UTI treatment is the most common reason for antibiotic prescriptions in older adults. Because of the prevalence of UTIs, the societal impact is high and treatment costs billions of dollars annually.
"Recurrent UTI (RUTI) reduces quality of life, places a significant burden on the health care system, and contributes to antimicrobial resistance," said Dr. Kim Orth, Professor of Molecular Biology and Biochemistry at UTSW and senior author of the study, published in the Journal of Molecular Biology.
"Our findings represent a step in understanding RUTIs in postmenopausal women," said Dr. Orth, also an Investigator of the prestigious Howard Hughes Medical Institute who holds the Earl A. Forsythe Chair in Biomedical Science and is a W.W. Caruth, Jr. Scholar in Biomedical Research at UTSW. "We will need to use methods other than antibiotics to treat this disease, as now we observe diverse types of bacteria in the bladder wall of these patients." Since the advent of antibiotics in the 1950s, patients and physicians have relied on antibiotics for UTI treatment.
"As time went on, however, major antibiotic allergy and resistance issues have emerged, leading to very challenging and complex situations for which few treatment choices are left and one's life can be on the line," said Dr. Philippe Zimmern, Professor of Urology and a co-senior author. "Therefore, this new body of data in women affected by RUTIs exemplifies what a multidisciplinary collaboration can achieve going back and forth between the laboratory and the clinic."
UTIs are one of the most common types of bacterial infections in women, accounting for nearly 25 percent of all infections. Recurrence can range from 16-36 percent in premenopausal women to 55 percent following menopause. Factors thought to drive higher UTI rates in postmenopausal women include pelvic organ prolapse, diabetes, lack of estrogen, loss of Lactobacilli in the vaginal flora, and increased colonization of tissues surrounding the urethra by Escherichia coli (E. coli). The latest findings build on decades of clinical UTI discoveries by Dr. Zimmern, who suggested the collaboration to Dr. Orth, along with other UT System colleagues.
The UTSW team, which included researchers from Molecular Biology, Pathology, Urology, and Biochemistry, examined bacteria in bladder biopsies from 14 RUTI patients using targeted fluorescent markers, a technique that had not been used to look for bacteria in human bladder tissue.
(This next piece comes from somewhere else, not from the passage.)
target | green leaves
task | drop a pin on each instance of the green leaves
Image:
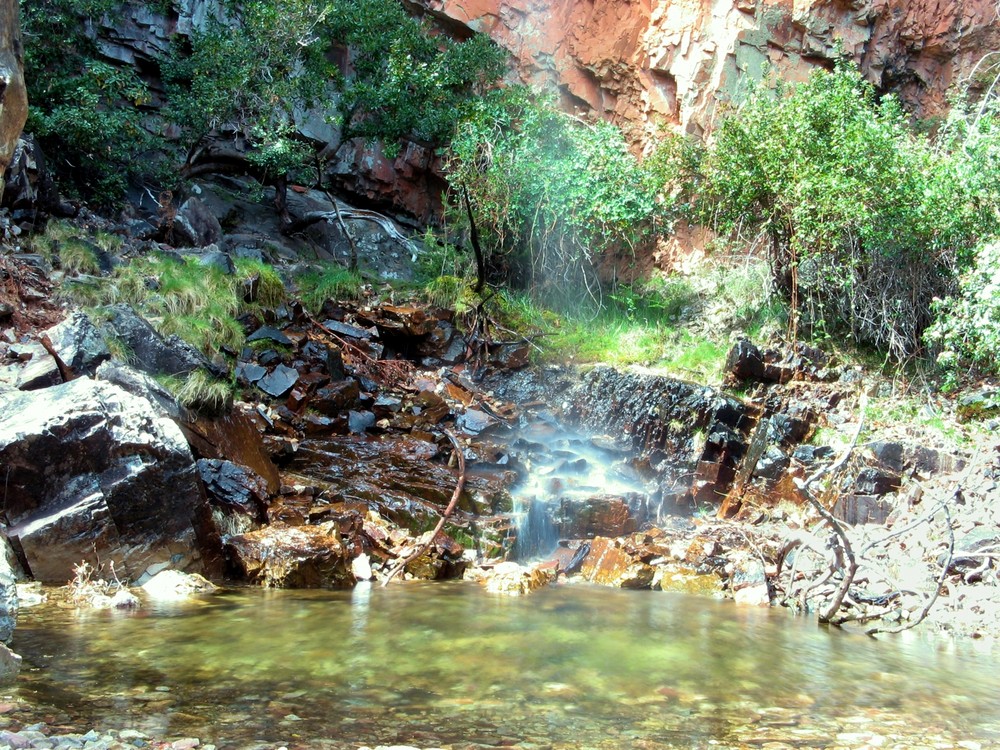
(864, 220)
(550, 193)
"The bacteria we observed are able to infiltrate deep into the bladder wall tissue, even past the urothelium layer," said first and co-corresponding author Dr. Nicole De Nisco, an Assistant Professor of Biological Sciences at UT Dallas who initiated this research as a postdoctoral fellow in Dr. Orth's lab. "We also found that the adaptive immune response is quite active in human RUTIs." Accessing human tissue was key, the researchers note, as the field has largely relied on mouse models that are limited to lifespans of 1.3 to 3 years, depending on the breed.
"Most of the work in the literature has dealt with women age 25 to 40," said Dr. Zimmern, who holds The Felecia and John Cain Chair in Women's Health, recently established in his honor. "This is direct evidence in postmenopausal women affected with RUTIs, a segment of our population that has grown with the aging of baby boomers and longer life expectancy in women."
Future studies will focus on determining effective techniques to remove these bacteria and chronic inflammation from the bladder, finding new strategies to enhance immune system response, and pinpointing the various bacterial pathogens involved in RUTIs.